Les gestionnaires de l’usine paniqués par le constat alarmant notifié par Mohamed Béavogui, premier ministre chef du gouvernement lors de son séjour vont dans tous les sens.
A date, des propositions des primes d’incitations sont même inventées, selon notre source par la DRH de ladite société. Il s’agit entre autres, des primes de production, le respect des principes de la sécurité en suite l’ordre et la discipline au sein de tous les départements. Mais le gros souci des concernées, ces primes feu de paille, elles seront sélectives selon l’humeur ou l’amour que les partenaires peuvent avoir pour quelconque travailleur de la boite.

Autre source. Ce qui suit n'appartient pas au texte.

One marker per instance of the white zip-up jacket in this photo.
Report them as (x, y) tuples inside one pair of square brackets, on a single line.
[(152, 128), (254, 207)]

Cependant, la majeure partie des employés ne sont pas pour un contrat de 6 mois de trop avec le cabinet SENTA. Pour eux, il serait judicieux de faire un mémorandum collectif dans lequel tous les maux qui assaillent les travailleurs seront mentionnés et présentés aux nouvelles autorités. Il faut signaler que les primes horaires varient entre 5000 jusqu’à 17000 francs guinéens par personne. Notre source nous apprend également que les employés sont maltraités, moins payés, et aucune considération possible auprès des responsables.

L’extrême pauvreté doublée de la précarité et les séquelles de la dernière grève qui a endeuillée des centaines de familles, ne permettent plus aux employés de dénoncer cette exploitation dont ils sont régulièrement victimes dans la boite. Aux nouvelles autorités de prendre à bras le corps les difficultés que traversent les employés, revoir le contrat, les salaires afin d’améliorer les conditions de vies et de travaille. Un autre constat révèle que, seulement les expatriés et un petit groupe des guinéens qui sont mieux traités depuis la reprise des activités de la société Rusal Friguia.